Apart from this, AmInvestment said that the recovery from retail sales in the second half of 2021 will also be insightful from the demand of the heated consumer after closing.
This, the research house says, is similar to what happened last year after the first lockout.
“Based on previous cases where the locks have been lifted, the malls under our coverage have seen higher average sales per pilgrimage.
“We believe that the profits and risks associated with REIT today are much better compared to last year, thanks to the spread of vaccines locally and globally.”
DBS Group, says, says the impact on office closures from the lockout should be manageable, as office rent is tied to long-term contracts and rental losses are not as severe as the retail sector.
“As we saw in the previous lock, the office sector saw a minimal decline in rental income.
“Although we believe the office culture may change, it is likely that the office will remain the primary location where businesses will operate.”
According to statistics from the National Center for Property Information, DBS Group Research says occupancy remains above 75% in the Klang Valley, but added that it has fallen from a recent record of 79% with the addition of more space in the industry.
Furthermore, the research company Ipsos, DBS Group Research, was quoted as saying that Malaysians who worked from home were at the highest level of anxiety among the 28 countries surveyed.
“This can mean that office space and the work environment remain an essential element in the working class.
“While working from home offers flexibility, it also comes with difficulties in achieving work-life balance, as well as juggling family needs and ensuring appropriate equipment to get the job done.
“In the study, 63% found it difficult to achieve a work-life balance and 62% felt that their home was not equipped to perform the work.
“Many were forced to invest money on the internet and computers during the epidemic to ensure workflow.”

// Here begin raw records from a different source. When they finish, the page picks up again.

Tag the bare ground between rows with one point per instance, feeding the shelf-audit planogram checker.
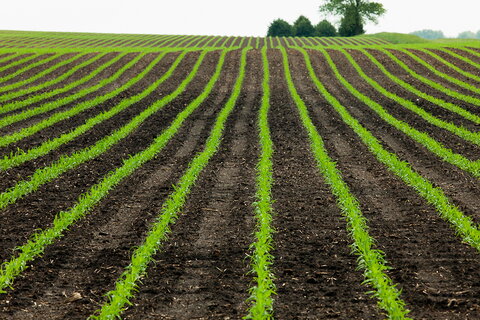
(12, 70)
(423, 71)
(437, 273)
(38, 208)
(465, 66)
(54, 74)
(201, 272)
(458, 185)
(398, 71)
(9, 177)
(465, 54)
(103, 129)
(446, 138)
(27, 74)
(79, 73)
(372, 71)
(315, 273)
(13, 59)
(440, 66)
(125, 77)
(90, 258)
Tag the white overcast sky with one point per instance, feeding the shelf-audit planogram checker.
(217, 17)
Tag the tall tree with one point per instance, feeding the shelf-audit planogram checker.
(303, 27)
(355, 12)
(325, 29)
(280, 28)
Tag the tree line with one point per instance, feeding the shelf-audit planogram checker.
(353, 13)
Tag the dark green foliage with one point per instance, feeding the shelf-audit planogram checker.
(351, 23)
(429, 34)
(354, 14)
(280, 28)
(325, 29)
(303, 27)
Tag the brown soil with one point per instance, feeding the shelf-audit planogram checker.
(202, 271)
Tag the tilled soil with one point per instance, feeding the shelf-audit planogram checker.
(202, 270)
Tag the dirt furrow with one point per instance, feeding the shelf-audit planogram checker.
(89, 259)
(372, 71)
(418, 68)
(315, 271)
(458, 185)
(38, 208)
(201, 271)
(448, 139)
(435, 270)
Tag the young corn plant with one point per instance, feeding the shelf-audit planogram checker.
(21, 156)
(143, 255)
(473, 137)
(447, 155)
(437, 101)
(87, 201)
(261, 259)
(452, 93)
(462, 224)
(443, 75)
(370, 260)
(17, 93)
(66, 163)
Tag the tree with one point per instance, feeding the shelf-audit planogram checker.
(353, 12)
(429, 34)
(351, 24)
(467, 35)
(302, 27)
(325, 29)
(280, 28)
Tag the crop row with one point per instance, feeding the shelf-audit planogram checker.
(371, 260)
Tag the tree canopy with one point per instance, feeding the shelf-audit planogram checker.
(302, 27)
(354, 14)
(280, 28)
(325, 29)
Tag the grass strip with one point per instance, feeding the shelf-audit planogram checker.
(450, 65)
(370, 260)
(447, 155)
(65, 163)
(463, 225)
(15, 105)
(443, 75)
(30, 66)
(473, 52)
(19, 62)
(261, 259)
(126, 285)
(21, 156)
(37, 243)
(431, 83)
(40, 74)
(439, 102)
(462, 132)
(11, 95)
(8, 59)
(460, 57)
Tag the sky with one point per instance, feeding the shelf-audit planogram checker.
(217, 17)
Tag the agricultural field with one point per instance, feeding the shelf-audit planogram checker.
(204, 177)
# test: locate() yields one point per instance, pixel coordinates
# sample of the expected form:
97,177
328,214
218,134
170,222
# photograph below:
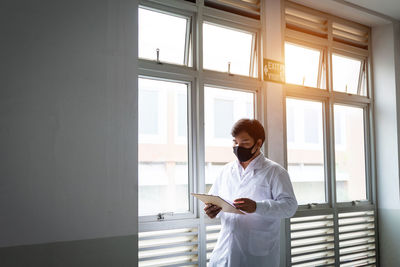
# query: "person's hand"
245,204
212,210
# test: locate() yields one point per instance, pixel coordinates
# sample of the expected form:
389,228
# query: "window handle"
160,216
312,205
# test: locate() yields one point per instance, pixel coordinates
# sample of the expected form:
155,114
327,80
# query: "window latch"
311,205
158,56
229,69
160,216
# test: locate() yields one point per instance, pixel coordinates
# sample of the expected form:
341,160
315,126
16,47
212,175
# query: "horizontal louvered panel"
350,35
312,241
357,238
304,22
319,263
177,247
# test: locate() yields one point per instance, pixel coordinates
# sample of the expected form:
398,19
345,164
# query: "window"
328,140
228,50
350,160
306,161
223,107
304,66
348,75
181,116
163,168
164,34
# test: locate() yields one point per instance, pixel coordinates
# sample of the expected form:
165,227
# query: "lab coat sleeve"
283,203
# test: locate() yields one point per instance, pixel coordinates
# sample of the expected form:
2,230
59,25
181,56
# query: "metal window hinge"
158,56
160,216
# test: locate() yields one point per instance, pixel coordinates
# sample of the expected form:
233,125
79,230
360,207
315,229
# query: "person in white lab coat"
259,187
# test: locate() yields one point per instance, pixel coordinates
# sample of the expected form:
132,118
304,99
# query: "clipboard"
216,200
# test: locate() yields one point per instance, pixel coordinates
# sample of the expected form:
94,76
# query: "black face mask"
243,154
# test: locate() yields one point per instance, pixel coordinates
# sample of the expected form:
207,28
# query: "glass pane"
164,32
222,107
306,150
349,153
301,65
345,74
163,148
222,45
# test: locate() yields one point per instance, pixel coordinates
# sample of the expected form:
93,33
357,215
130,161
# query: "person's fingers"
214,213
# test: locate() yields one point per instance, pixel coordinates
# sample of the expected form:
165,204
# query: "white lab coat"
252,239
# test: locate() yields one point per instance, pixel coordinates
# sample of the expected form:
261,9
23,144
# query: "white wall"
68,120
386,87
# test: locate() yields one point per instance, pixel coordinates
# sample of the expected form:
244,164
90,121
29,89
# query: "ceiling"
370,13
389,8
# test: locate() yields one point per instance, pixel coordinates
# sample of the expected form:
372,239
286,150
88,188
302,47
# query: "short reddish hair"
253,127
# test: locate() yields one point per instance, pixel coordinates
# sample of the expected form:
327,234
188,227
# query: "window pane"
349,154
164,32
222,107
163,163
222,45
345,74
301,65
306,150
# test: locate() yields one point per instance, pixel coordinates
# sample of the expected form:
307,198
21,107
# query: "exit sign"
274,71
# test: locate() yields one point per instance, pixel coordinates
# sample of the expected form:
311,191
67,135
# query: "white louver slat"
212,232
357,239
312,241
350,35
312,23
177,247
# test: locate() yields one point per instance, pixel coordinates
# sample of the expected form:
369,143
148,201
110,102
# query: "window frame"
322,66
170,77
197,78
331,97
255,32
189,35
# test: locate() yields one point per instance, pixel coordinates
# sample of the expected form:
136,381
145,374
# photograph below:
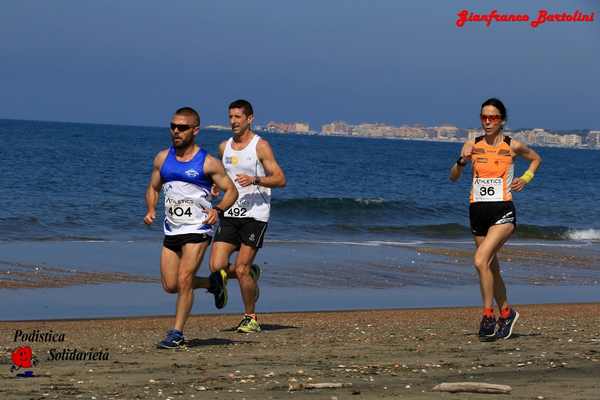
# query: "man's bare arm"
153,190
214,168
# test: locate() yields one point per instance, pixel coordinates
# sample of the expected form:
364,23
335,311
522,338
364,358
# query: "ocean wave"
583,234
350,207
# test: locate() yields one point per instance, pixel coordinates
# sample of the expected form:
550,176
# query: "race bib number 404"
488,189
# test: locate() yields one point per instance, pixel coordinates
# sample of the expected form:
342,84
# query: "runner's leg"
191,258
484,255
499,286
242,272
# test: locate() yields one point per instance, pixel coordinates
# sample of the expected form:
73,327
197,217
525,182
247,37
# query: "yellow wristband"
527,176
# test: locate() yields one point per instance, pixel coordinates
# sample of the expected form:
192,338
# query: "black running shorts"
486,214
241,230
176,242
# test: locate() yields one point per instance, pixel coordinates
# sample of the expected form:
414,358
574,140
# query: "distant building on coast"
283,127
336,128
593,139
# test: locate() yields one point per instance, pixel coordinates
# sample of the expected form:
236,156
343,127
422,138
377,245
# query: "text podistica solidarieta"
62,354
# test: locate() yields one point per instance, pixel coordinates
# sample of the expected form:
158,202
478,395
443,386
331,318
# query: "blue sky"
399,62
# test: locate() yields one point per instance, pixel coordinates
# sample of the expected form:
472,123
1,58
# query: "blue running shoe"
487,329
255,274
506,325
173,340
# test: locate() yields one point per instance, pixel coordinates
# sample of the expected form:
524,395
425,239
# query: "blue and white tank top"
187,194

Meanwhile, LeBroy believes the local REIT sector could see a strong rebound at the end of 2021 and a boom in the first quarter of 2022, if vaccines can be accelerated to such an extent that the economy can reopen by December this year.
“The patterns are there to be seen around the world.
“Countries that have been rushing to vaccinate their populations are seeing strong growth already as consumers return to the market en masse.
“Employment will recover greatly with the increase in demand and we will be able to see the end of this plague once and for all until next year.”